Across the United States, which types of events have the greatest economic consequences?

Transform Data

prop_data = damaged_data %>% select(EVTYPE, PROPDMG, PROPDMGEXP)


unique(prop_data$PROPDMGEXP)
##  [1] "K" "M" NA  "B" "m" "+" "0" "5" "6" "?" "4" "2" "3" "h" "7" "H" "-"
## [18] "1" "8"
prop_data$PROPDMGEXP = gsub("K|k", "3", prop_data$PROPDMGEXP)
prop_data$PROPDMGEXP = gsub("M|m", "6", prop_data$PROPDMGEXP)
prop_data$PROPDMGEXP = gsub("B", "9", prop_data$PROPDMGEXP)
prop_data$PROPDMGEXP = gsub("H|h", "2", prop_data$PROPDMGEXP)
prop_data$PROPDMGEXP = gsub("\\-|\\+|\\?","0",prop_data$PROPDMGEXP)
prop_data$PROPDMGEXP = as.numeric(prop_data$PROPDMGEXP)


prop_data = prop_data %>% mutate(property_damage = PROPDMG * 10^PROPDMGEXP) %>% group_by(EVTYPE) %>% summarise(sum_prop = sum(property_damage)) %>% arrange(desc(sum_prop))
crop_data = damaged_data %>% select(EVTYPE, CROPDMG, CROPDMGEXP)

unique(crop_data$CROPDMGEXP)
## [1] NA  "M" "K" "m" "B" "?" "0" "k" "2"
crop_data$CROPDMGEXP = gsub("K|k", "3", crop_data$CROPDMGEXP)
crop_data$CROPDMGEXP = gsub("M|m", "6", crop_data$CROPDMGEXP)
crop_data$CROPDMGEXP = gsub("B", "9", crop_data$CROPDMGEXP)
crop_data$CROPDMGEXP = gsub("|\\?","0",crop_data$CROPDMGEXP)
crop_data$CROPDMGEXP = as.numeric(crop_data$CROPDMGEXP)

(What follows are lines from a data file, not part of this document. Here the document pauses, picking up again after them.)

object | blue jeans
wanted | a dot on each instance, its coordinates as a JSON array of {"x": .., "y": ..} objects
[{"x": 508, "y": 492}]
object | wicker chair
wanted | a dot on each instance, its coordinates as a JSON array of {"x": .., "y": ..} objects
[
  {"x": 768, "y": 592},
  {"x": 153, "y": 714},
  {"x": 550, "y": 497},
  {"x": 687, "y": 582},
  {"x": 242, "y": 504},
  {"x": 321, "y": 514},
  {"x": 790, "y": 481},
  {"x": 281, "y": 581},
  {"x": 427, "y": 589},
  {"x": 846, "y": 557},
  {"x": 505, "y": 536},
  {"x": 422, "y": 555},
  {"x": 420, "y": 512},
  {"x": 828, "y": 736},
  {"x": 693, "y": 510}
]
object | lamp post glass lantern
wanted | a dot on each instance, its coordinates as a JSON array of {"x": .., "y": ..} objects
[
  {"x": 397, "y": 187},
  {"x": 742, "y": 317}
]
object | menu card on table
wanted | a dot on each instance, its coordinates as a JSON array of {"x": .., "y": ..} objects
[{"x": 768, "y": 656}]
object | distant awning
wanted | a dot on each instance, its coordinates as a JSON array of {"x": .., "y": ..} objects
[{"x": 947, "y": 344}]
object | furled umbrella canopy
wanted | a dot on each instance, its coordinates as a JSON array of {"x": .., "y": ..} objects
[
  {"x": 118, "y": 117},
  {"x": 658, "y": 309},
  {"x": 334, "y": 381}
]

crop_data = crop_data %>% mutate(crop_damage = CROPDMG * 10^CROPDMGEXP) %>% group_by(EVTYPE) %>% summarise(sum_crop = sum(crop_damage)) %>% arrange(desc(sum_crop))

Glimpse Data

knitr::kable(head(prop_data, 5))
EVTYPE sum_prop
TORNADOES, TSTM WIND, HAIL 1600000000
WILD FIRES 624100000
HAILSTORM 241000000
HIGH WINDS/COLD 110500000
River Flooding 106155000
knitr::kable(head(crop_data, 5))
EVTYPE sum_crop
EXCESSIVE WETNESS 1.42e+62
COLD AND WET CONDITIONS 6.60e+61
Early Frost 4.20e+61
Damaging Freeze 3.41e+61
Freeze 1.05e+61

Plot

par(mfrow = c(1,2))

barplot(head(prop_data,5)$sum_prop, las = 2, names = head(prop_data, 5)$EVTYPE, ylab = "Property Damage",
        main = "Top 5 Causes for Property Damage",
        col = rainbow(5),
        cex.names = 0.5,
        cex.axis = 0.5)



barplot(head(crop_data,5)$sum_crop, las = 2, names = head(crop_data, 5)$EVTYPE, ylab = "Crop Damage",
        main = "Top 5 Causes for Crop Damage",
        col = rainbow(5),
        cex.names = 0.5,
        cex.axis = 0.5)

Conclusion


According to U.S. National Oceanic and Atmospheric Administration’s (NOAA) storm database, most harmful event to population health is ‘Tornado’ which causes 5,633 fatalities and 91,346 injuries. Additionally, events that have the greatest economic consequences are ‘Tornadoes, Thunderstorm wind, and Hail’ for property damage and ‘Excessive wetness’ for crop damage.